We know it as the iconic “all for one, one for all”, a slogan employed by the three musketeers and popular among firefighters. Yet it doesn’t mean that solidarity is an unconditional surrender to someone else. It is rather a logical conclusion of having a common goal that can only be reached by common means. It means that regardless of their individual potential, all parties do all they can to reach this goal. And should one of them be overwhelmed, others step in to take their place.
Europe wasn’t designed for solidarity
In that sense, solidarity is both not conditioned and fully conditioned. Not conditioned means that everyone makes an effort towards a goal – and therefore towards others. “Fifty percent solidarity” is an oxymoron. Fully conditioned means that all are required to give all they can. Solidarity is not idealistic but much like a contract: It is reciprocal and requires common goals.
Therefore, solidarity is not altruistic – but rather selfish. In contrast to what is commonly assumed, it is built on an expectation of reciprocity – even if the payback is temporarily detached from one’s own contribution. Jürgen Habermas has called solidarity the “other end of justice”, saying it is derived from the welfare of an intersubjectively shared lifestyle of related comrades. Crucially, these comrades have agreed to individually make an effort to safeguard their collective lifestyle.
The idea of solidarity also lies at the heart of insurance: Everyone contributes and whoever most needs it gets a payout. All members contribute in the knowledge that misfortune could strike them – in which case they would enjoy the aid they are now granting others. If someone violates the agreement by not paying his dues or by setting her own house on fire, that person will be ousted from the insurance.

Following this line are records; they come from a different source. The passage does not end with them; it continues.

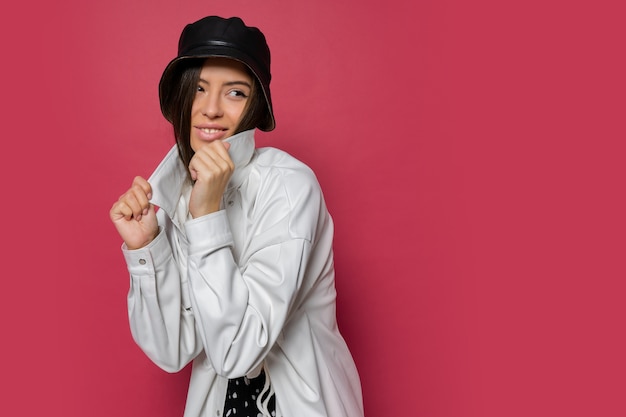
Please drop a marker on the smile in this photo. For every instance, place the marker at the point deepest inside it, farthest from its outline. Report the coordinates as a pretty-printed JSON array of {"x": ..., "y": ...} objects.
[{"x": 210, "y": 131}]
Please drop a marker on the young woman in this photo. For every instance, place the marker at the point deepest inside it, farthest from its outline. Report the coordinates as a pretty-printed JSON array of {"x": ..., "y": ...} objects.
[{"x": 235, "y": 270}]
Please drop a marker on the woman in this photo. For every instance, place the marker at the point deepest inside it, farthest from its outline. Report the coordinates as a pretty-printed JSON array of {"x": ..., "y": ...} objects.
[{"x": 235, "y": 270}]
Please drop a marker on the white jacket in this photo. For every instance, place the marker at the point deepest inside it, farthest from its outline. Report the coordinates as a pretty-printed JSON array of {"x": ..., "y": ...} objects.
[{"x": 251, "y": 285}]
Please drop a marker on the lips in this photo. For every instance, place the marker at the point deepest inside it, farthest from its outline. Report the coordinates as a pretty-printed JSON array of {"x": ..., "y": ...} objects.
[{"x": 210, "y": 133}]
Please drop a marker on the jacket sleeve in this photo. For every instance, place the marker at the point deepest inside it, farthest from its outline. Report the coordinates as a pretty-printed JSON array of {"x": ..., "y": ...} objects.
[
  {"x": 159, "y": 312},
  {"x": 241, "y": 310}
]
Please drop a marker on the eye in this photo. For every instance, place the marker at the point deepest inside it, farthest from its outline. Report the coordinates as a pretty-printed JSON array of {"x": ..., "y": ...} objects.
[{"x": 237, "y": 93}]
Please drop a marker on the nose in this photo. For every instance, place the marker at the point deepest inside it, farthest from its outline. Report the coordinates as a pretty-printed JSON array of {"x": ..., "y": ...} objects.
[{"x": 212, "y": 106}]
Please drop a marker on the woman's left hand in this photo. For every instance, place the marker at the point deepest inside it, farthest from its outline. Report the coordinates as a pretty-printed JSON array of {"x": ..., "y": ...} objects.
[{"x": 211, "y": 169}]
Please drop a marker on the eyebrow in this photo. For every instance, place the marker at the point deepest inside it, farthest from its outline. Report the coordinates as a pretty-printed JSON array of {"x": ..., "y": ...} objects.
[{"x": 230, "y": 83}]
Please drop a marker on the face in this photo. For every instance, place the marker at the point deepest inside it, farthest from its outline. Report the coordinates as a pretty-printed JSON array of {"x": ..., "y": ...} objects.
[{"x": 223, "y": 90}]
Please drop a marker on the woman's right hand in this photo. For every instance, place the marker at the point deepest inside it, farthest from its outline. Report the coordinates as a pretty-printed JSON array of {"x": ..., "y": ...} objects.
[{"x": 133, "y": 215}]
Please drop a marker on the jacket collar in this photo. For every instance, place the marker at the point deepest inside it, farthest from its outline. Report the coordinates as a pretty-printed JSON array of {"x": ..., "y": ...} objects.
[{"x": 170, "y": 176}]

Putting European solidarity to the test
The common European currency was never designed with solidarity in mind. Quite the opposite is true: The no-bail-out clause of Article 125 of the Treaty on the Functioning of the European Union explicitly bans solidarity. But if support cannot be earned by adhering to the rules, why should the rules be upheld? Many European countries asked themselves this very question and concluded that adherence to the Stability and Growth Pact of 1997 caused nothing but domestic turmoil while having no tangible benefits on the European level. Consequently, most of them ignored the treaty’s statutes.
The crisis hasn’t put European solidarity to the test – it has really been instrumental in creating solidarity through a painful process. Today, there are not only rules – which existed beforehand – but also clear conditions. A solidarity fund (the ESM) has been established, which requires members to adhere to clear guidelines if they want to someday enjoy its benefits.
At the beginning of the Greek crisis in 2010, Slovakia refused to participate in the aid package for Greece. At the time, Slovakian finance minister Ivan Mikloš gave the following reason: “Solidarity of the poor with the rich, of the responsible with the irresponsible and of the taxpayer with the bank owners and managers is no true solidarity.”
Solidarity without emotions
The Slovaks are understandably upset about paying for a country wealthier than their own. But Mikloš’ definition of solidarity is misguided. He implies that true solidarity consists of the rich paying for the poor. In reality, solidarity means mutual help, help that isn’t granted on grounds of individual wealth but based on the rules agreed upon in a community. “Solidarity” is no moral category; it is a safety agreement based on dependency.
Making this realization could cool down the temperature of the pan-European discourse, which currently consists of far too many accusations: One side claims to be “paying for the others’ slack” while the other side complains that “their austerity destroys our social fabric”.
In order to increase solidarity in Europe, we must first therefore rid the term of its moral undertones and see it for what it truly is: An agreement to make a common effort to reach a common goal. In itself, solidarity implies neither good nor evil – just as car insurance doesn’t.
Of course, engaging in a more rational discourse does not rule out other kinds of support, such as humanitarian help or gifts. The European project has room for those kinds of emotions – they just shouldn’t affect solidarity.